Following a 5-day stress treatment on each rat, oxytocin was microinjected in the dorsal vagal complex (i.e. the brain area that directly signals the GI tract). The response to these injections on gastric tone and motility in two areas of the stomach were then recorded and analyzed. The research is still ongoing, but we hope to answer a few questions: How does the regulation of oxytocin change after stress adaptation? Does oxytocin work through different neural pathways after homotypic stress (i.e. same stress each day) or heterotypic stress (i.e. different stress each day)? Since females have a greater likelihood of developing GI disorders, do sex/estrogen levels affect the regulation of oxytocin under stress? Although we are still collecting data, I am very excited to see the results when completed and honored to participate in this research!

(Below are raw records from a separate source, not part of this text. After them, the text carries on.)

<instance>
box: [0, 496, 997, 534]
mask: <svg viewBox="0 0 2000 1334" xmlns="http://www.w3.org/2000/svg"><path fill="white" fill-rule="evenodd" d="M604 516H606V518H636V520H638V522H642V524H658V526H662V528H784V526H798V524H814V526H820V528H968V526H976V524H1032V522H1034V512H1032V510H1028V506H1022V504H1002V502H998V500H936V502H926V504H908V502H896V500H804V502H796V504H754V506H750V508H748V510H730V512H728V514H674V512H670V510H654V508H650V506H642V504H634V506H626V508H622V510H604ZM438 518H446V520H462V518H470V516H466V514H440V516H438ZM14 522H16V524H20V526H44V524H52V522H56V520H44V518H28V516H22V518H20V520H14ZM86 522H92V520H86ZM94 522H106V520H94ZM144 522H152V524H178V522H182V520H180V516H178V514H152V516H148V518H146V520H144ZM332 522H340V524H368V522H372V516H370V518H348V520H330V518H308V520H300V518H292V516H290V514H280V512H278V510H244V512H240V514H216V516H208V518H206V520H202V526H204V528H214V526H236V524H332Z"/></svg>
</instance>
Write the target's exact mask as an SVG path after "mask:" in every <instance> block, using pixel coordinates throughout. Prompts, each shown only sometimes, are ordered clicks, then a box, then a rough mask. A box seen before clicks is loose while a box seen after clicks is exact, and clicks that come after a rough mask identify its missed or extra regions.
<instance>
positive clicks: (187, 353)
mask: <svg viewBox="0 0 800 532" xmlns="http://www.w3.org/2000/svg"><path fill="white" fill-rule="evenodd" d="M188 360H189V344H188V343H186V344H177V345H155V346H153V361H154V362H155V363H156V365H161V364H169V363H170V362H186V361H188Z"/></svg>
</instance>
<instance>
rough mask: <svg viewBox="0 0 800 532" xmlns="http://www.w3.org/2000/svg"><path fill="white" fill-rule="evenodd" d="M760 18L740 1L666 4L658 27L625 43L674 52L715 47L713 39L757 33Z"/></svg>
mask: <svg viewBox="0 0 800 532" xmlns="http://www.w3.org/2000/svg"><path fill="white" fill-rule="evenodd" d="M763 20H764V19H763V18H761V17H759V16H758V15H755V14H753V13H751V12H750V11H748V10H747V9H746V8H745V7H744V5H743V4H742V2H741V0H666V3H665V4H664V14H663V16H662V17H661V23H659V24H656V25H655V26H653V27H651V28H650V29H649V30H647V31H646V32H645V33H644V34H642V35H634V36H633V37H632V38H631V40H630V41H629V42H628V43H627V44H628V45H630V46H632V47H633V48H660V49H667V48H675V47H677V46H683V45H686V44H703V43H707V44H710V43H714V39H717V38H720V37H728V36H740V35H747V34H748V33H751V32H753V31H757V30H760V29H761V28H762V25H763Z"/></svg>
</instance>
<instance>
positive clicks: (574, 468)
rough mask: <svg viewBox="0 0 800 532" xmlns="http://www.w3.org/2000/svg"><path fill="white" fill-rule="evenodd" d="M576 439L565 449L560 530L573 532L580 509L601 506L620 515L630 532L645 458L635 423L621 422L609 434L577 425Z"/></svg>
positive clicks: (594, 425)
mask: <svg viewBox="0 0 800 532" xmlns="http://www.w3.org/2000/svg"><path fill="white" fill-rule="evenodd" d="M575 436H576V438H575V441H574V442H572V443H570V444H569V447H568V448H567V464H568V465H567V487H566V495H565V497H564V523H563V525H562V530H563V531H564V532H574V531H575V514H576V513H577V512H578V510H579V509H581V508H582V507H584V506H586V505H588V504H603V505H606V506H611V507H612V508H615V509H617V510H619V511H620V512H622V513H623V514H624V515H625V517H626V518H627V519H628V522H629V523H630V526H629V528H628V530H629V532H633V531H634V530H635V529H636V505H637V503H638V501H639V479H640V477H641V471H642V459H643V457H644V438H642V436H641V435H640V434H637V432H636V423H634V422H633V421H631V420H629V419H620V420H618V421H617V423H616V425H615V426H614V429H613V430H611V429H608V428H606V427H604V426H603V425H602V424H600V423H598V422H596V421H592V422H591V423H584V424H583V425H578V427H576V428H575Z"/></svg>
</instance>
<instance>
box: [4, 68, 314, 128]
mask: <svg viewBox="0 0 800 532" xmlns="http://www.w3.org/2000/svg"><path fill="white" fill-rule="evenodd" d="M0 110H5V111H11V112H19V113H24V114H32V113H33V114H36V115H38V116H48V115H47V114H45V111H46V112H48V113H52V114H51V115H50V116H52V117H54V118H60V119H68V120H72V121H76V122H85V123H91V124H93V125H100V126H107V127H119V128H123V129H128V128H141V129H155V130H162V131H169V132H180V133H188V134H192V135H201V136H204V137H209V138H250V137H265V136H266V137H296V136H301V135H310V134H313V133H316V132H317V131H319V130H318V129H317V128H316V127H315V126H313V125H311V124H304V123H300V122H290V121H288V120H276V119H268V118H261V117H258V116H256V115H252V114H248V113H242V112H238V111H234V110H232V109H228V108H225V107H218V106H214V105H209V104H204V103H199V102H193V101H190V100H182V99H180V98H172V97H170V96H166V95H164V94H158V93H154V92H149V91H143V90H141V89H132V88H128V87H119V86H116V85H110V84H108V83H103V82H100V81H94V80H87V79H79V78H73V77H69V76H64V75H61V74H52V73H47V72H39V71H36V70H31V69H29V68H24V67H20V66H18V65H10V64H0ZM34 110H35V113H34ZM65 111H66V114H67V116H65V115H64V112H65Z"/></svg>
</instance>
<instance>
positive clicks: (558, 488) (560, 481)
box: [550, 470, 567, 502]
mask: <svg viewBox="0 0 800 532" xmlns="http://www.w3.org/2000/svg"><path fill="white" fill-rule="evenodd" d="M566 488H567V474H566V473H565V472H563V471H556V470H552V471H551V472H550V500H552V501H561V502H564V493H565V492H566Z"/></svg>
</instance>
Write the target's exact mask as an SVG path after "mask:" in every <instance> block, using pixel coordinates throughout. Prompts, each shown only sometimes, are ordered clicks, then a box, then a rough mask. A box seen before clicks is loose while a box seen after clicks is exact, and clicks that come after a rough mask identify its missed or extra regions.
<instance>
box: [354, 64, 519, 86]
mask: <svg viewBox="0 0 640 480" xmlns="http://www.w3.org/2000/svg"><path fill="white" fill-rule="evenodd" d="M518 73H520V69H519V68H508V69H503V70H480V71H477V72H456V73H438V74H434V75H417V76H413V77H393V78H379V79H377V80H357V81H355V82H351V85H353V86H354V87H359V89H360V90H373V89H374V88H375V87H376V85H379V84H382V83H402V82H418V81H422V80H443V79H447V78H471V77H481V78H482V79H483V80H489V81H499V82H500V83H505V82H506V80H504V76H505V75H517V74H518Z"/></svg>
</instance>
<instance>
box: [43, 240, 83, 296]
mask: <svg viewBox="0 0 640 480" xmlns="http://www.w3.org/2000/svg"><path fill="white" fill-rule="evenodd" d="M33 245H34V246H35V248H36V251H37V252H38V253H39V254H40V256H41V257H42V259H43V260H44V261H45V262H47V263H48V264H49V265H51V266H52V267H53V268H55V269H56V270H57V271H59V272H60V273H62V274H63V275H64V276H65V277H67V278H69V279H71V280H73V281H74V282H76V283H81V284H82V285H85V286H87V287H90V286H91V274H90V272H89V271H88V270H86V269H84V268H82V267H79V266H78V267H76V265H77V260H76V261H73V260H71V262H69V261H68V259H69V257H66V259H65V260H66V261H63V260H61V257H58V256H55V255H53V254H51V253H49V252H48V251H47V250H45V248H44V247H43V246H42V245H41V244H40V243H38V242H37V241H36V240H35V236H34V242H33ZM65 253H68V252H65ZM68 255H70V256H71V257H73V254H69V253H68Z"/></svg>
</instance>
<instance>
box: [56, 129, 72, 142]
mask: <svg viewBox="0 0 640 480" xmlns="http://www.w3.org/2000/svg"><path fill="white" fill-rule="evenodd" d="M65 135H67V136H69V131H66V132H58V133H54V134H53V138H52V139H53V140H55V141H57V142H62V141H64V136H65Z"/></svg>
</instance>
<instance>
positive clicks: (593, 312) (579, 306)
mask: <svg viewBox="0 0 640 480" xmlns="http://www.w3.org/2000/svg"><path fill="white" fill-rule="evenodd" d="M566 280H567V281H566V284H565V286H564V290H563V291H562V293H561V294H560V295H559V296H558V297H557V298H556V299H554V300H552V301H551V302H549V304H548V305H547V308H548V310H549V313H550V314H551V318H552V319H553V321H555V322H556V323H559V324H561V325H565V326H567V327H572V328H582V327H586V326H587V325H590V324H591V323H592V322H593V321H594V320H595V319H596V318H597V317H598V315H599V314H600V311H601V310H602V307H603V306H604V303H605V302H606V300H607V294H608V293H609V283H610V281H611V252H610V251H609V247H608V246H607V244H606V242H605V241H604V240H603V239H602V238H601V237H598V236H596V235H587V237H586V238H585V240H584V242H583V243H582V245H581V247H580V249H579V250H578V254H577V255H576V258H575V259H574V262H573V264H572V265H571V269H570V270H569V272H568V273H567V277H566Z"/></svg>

What surprised you most about working in the lab?

Upon starting this project, I was surprised by how much skill is required to complete the tasks at hand. Although the technology we use to inject oxytocin and record the gastric response is quite advanced, it can easily be faulted by a human mistake. For example, if I did not suture the sensors tight enough to the stomach, the responses were difficult to read and interpret. There was a huge learning curve to carrying out the research day-to-day and then it was another challenge to ensure I was as consistent as possible between animals. Additionally, I was surprised by how much my project changed between the beginning and end of the summer. For example, early on we injected a new pathway-blocker out of curiosity, expecting it to have little to no effect on oxytocin injections. Surprisingly, however, in one treatment group it seems to be blocking the effects of oxytocin. After, we used that pathway-blocker for every animal and its effects may be crucial to our final conclusions.

I am very grateful to the American Physiological Society for providing me this opportunity because it has made me realize how challenging a career as a basic research scientist is! This summer has exposed me to how exhausting, long, and physically demanding lab research can be. But, I love the big-picture parts of research; designing the experiments, analyzing the results, and adjusting when results are not as predicted. It is amazing to work on research that could be part of a bigger solution (i.e. understanding of anxiety/IBS/colonic pain), especially when you can collaborate with other researchers and pool data to come to even more conclusions within each study. However, I will admit that lab research is grueling work and, like the rats, I was a little stressed at times! I look forward to next year’s summer project so that I can experience translational or clinical research and gain a more holistic view of the research world.

Julia Zimmerman is a sophomore majoring in Neuroscience at Swarthmore College in Swarthmore, PA. She is a 2017 Undergraduate Summer Research Fellow (UGSRF) working in Dr. R. Alberto Travagli’s lab at Pennsylvania State University College of Medicine in Hershey, PA, funded by the APS. After graduation, Julia intends to pursue work as an MD-MPH, or MD-PhD, bridging basic research into the clinical world.